Cash proceeds, fair value received, tax benefits, and intrinsic value related to stock options exercised, and the weighted average grant date fair value for options granted, during the years ended December 31, 2011, 2010 and 2009 are provided in the following table:

(In thousands, except grant date fair value)
 
2011
   
2010
   
2009
 
Proceeds from stock options exercised
  $ 2,040     $ 458     $ 627  
Fair value of shares received upon exercise of stock options
    54       370       251  
Tax benefit related to stock options exercised
    184       19       39  
Intrinsic value of stock options exercised
    427       182       177  
                         
Weighted average fair value on grant date
    n/a       n/a       1.26  

Phantom Stock Plan: The Company maintains a non-qualified phantom stock plan as a supplement to its profit sharing plan for officers who have achieved the level of Senior Vice President and above and completed one year of service. However, officers who had achieved at least the level of Vice President and completed one year of service prior to January 1, 2009 remain eligible to participate in the phantom stock plan. Awards are made under this plan on certain compensation not eligible for awards made under the profit sharing plan, due to the terms of the profit sharing plan and the Internal Revenue Code. Employees receive awards under this plan proportionate to the amount they would have received under the profit sharing plan, but for limits imposed by the profit sharing plan and the Internal Revenue Code. The awards are made as cash awards, and then converted to common stock equivalents (phantom shares) at the then current market value of the Company’s common stock. Dividends are credited to each employee’s account in the form of additional phantom shares each time the Company pays a dividend on its common stock. In the event of a change of control (as defined in this plan), an employee’s interest is converted to a fixed dollar amount and deemed to be invested in the same manner as his interest in the Savings Bank’s non-qualified deferred compensation plan. Employees vest under this plan 20% per year for 5 years. Employees also become 100% vested upon a change of control. Employees receive their vested interest in this plan in the form of a cash lump sum payment or installments, as elected by the employee, after termination of employment. The Company adjusts its liability under this plan to the fair value of the shares at the end of each period.
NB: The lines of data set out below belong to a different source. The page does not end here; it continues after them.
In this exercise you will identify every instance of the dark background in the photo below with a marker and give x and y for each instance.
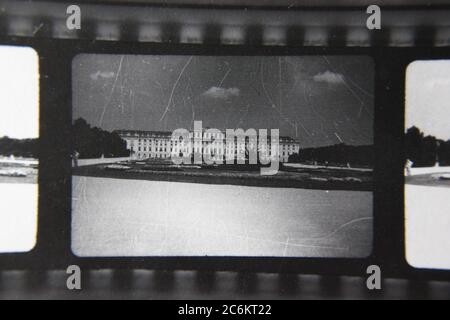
(53, 246)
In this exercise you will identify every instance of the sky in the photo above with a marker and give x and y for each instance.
(19, 92)
(428, 97)
(318, 100)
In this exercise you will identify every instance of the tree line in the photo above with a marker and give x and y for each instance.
(92, 142)
(338, 154)
(27, 148)
(426, 151)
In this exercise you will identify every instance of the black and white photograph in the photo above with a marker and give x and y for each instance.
(296, 181)
(19, 132)
(427, 168)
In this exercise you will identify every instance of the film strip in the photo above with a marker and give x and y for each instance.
(406, 35)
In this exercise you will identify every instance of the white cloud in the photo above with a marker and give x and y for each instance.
(329, 77)
(221, 93)
(104, 75)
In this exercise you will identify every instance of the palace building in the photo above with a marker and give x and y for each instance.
(160, 144)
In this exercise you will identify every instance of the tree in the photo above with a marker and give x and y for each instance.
(93, 142)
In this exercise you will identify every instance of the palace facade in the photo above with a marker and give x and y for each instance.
(160, 144)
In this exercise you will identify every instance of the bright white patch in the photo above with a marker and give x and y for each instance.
(427, 97)
(427, 226)
(18, 217)
(19, 92)
(19, 118)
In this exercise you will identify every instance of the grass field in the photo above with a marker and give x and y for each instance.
(18, 216)
(120, 217)
(427, 226)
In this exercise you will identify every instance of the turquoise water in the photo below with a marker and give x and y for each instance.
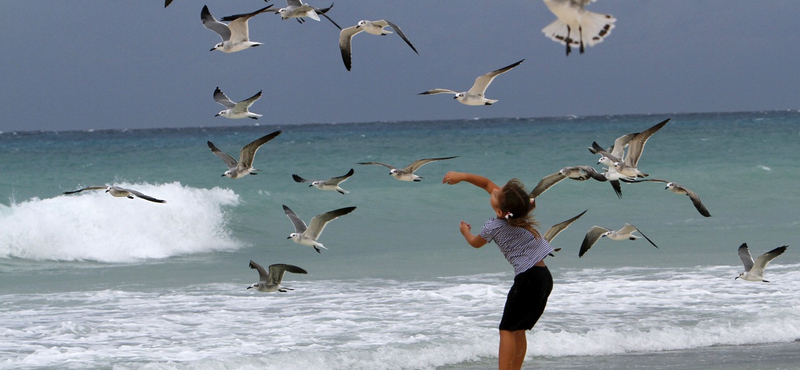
(92, 281)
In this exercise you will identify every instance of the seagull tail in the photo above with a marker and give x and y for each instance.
(595, 27)
(559, 32)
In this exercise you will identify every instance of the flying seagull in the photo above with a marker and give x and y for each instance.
(298, 10)
(596, 232)
(329, 184)
(575, 26)
(235, 35)
(475, 95)
(680, 189)
(308, 235)
(627, 166)
(407, 174)
(119, 192)
(271, 281)
(371, 27)
(754, 271)
(556, 229)
(245, 164)
(235, 110)
(579, 173)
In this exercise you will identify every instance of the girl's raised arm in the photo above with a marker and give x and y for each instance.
(453, 177)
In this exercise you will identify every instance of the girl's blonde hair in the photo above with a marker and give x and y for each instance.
(517, 205)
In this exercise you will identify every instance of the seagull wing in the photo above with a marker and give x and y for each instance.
(345, 44)
(243, 105)
(438, 91)
(277, 270)
(592, 236)
(262, 273)
(145, 197)
(322, 13)
(763, 260)
(696, 201)
(482, 82)
(556, 229)
(319, 221)
(744, 255)
(339, 179)
(545, 183)
(211, 23)
(597, 149)
(229, 161)
(240, 32)
(299, 225)
(87, 188)
(636, 144)
(628, 228)
(298, 179)
(384, 23)
(379, 164)
(248, 152)
(618, 149)
(421, 162)
(223, 99)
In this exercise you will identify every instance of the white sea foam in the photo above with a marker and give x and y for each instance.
(392, 325)
(97, 227)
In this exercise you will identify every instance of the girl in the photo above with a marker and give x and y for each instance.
(513, 231)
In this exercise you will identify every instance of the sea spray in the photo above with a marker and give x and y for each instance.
(95, 226)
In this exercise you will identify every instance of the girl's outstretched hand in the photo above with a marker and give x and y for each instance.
(452, 177)
(465, 228)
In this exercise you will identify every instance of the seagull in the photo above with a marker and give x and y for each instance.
(371, 27)
(596, 232)
(235, 110)
(579, 173)
(627, 167)
(309, 235)
(407, 174)
(475, 95)
(245, 165)
(329, 184)
(235, 35)
(271, 281)
(556, 229)
(298, 10)
(754, 271)
(119, 192)
(575, 26)
(680, 189)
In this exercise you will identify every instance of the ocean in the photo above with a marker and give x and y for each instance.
(89, 281)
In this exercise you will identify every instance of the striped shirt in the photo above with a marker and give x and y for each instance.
(520, 247)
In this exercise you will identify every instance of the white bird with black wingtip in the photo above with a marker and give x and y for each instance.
(271, 281)
(236, 110)
(236, 34)
(476, 94)
(754, 270)
(238, 169)
(308, 235)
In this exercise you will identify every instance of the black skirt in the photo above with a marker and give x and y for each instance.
(527, 299)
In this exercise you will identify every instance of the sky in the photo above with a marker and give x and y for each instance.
(130, 64)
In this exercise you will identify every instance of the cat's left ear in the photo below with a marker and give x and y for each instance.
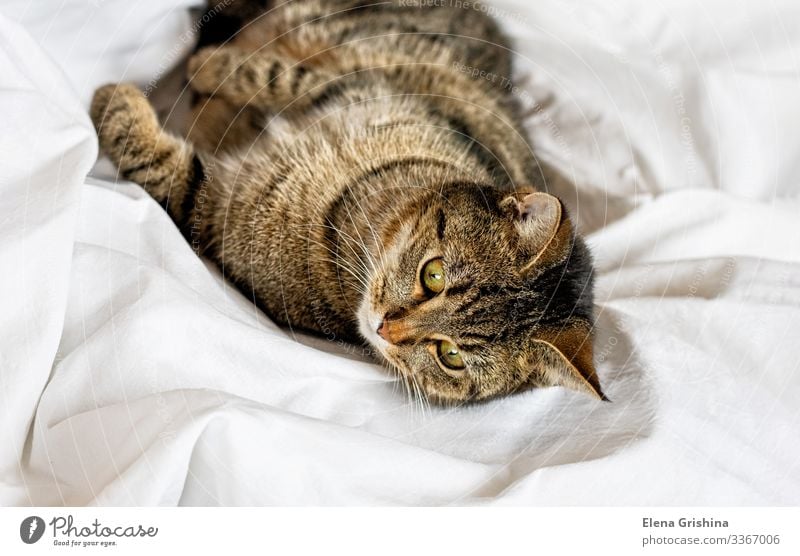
(540, 220)
(564, 356)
The following table summarizes the Company’s Phantom Stock Plan at or for the year ended December 31, 2011:

Phantom Stock Plan
 
Shares
   
Fair Value
 
             
Outstanding at December 31, 2010
    30,970     $ 14.00  
Granted
    8,510       13.96  
Forfeited
    -       -  
Distributions
    (225 )     13.28  
Outstanding at December 31, 2011
    39,255     $ 12.63  
Vested at December 31, 2011
    39,000     $ 12.63  

The Company recorded stock-based compensation expense (benefit) for the phantom stock plan of $(34,000), $95,000 and $27,000 for the years ended December 31, 2011, 2010 and 2009, respectively. The total fair value of distributions from the phantom stock plan were $3,000, $5,000 and $6,000 for the years ended December 31, 2011, 2010 and 2009, respectively.